—Tu ignores cela, enfant?
—Eh! savais-je quelque chose!... Quand j'ai suivi Lucius, me suis-je informée de César? Que me faisait l'empereur, à moi? C'était un simple artiste que j'aimais, à qui j'offrais ma vie, croyant qu'il pouvait me donner la sienne! Mais quelle est donc cette femme?...
—Une fille qui a renié son père, une épouse qui a trahi son époux!... une femme fatalement belle, à qui les dieux ont tout donné, excepté un cœur: Sabina Poppaea.
—Oh! oui, oui, j'ai entendu prononcer ce nom. J'ai entendu raconter cette histoire, quand j'ignorais qu'elle deviendrait la mienne. Mon père, ne sachant pas que j'étais là, la disait tout bas à un autre vieillard, et ils en rougissaient tous deux! Cette femme n'avait-elle pas quitté Crispinus, son époux, pour suivre Othon, son amant?... Et son amant, à la suite d'un dîner, ne la vendit-il pas à César pour le gouvernement de la Lusitanie?

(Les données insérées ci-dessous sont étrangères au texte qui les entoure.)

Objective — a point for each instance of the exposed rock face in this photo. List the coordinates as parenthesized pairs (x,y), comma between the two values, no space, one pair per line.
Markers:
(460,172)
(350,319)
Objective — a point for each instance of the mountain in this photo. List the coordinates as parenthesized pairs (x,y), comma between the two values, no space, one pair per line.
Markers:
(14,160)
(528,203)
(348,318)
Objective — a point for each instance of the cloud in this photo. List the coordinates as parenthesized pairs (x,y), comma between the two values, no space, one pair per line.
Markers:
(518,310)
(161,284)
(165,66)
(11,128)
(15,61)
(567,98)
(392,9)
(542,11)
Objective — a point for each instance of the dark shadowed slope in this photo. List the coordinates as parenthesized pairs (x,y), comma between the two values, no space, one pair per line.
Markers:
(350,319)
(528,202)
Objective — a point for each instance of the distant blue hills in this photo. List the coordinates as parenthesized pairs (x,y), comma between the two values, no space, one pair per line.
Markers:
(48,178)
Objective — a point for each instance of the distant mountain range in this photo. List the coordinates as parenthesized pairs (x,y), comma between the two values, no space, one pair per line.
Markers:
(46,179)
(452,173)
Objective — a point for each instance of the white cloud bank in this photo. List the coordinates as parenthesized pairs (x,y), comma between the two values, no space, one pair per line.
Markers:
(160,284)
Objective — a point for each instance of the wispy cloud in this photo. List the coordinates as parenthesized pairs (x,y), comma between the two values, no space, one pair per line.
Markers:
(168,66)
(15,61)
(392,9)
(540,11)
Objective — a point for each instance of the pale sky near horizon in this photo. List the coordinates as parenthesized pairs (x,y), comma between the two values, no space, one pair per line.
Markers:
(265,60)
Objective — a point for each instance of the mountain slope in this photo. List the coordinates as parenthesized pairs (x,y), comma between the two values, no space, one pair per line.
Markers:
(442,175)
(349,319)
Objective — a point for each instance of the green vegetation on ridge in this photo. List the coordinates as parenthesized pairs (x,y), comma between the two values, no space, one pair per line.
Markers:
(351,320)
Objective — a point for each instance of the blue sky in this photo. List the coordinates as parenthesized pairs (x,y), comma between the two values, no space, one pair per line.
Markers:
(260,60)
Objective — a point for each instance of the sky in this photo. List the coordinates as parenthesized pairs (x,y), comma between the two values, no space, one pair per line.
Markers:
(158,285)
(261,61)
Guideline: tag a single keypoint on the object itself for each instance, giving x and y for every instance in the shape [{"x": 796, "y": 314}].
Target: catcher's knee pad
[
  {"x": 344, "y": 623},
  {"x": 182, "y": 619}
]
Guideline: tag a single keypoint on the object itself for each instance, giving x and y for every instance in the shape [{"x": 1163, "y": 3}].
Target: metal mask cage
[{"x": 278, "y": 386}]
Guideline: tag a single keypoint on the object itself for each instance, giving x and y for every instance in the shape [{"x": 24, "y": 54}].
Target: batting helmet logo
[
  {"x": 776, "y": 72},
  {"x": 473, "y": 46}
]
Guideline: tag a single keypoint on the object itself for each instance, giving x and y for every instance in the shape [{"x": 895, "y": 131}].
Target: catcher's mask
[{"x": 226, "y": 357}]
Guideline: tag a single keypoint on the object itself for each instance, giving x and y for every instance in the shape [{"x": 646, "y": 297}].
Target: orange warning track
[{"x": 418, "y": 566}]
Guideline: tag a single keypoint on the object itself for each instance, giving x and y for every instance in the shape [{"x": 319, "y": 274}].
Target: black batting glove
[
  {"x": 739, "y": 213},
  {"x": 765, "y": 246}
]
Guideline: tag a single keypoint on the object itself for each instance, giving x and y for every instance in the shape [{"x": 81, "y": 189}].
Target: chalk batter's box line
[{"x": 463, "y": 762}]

—C'est cela! c'est cela! s'écria Agrippine.
—Et il l'aime!... il l'aime encore! murmura douloureusement Acté.
—Oui, reprit Agrippine, avec l'accent de la haine oui, il l'aime encore, oui, il l'aime toujours, car il y a là-dessous quelque mystère, quelque philtre, quelque hippomane maudit, comme celui qui fut donné par Césonie à Caligula!...
—Justes dieux! s'écria Acté, suis-je assez punie? suis-je assez malheureuse!...
—Moins malheureuse et moins punie que moi, reprit Agrippine, car tu étais libre de ne pas le prendre pour amant, et moi, les dieux me l'ont imposé pour fils. Eh bien! comprends-tu maintenant ce qui te reste à faire?
—À m'éloigner de lui, à ne plus le revoir.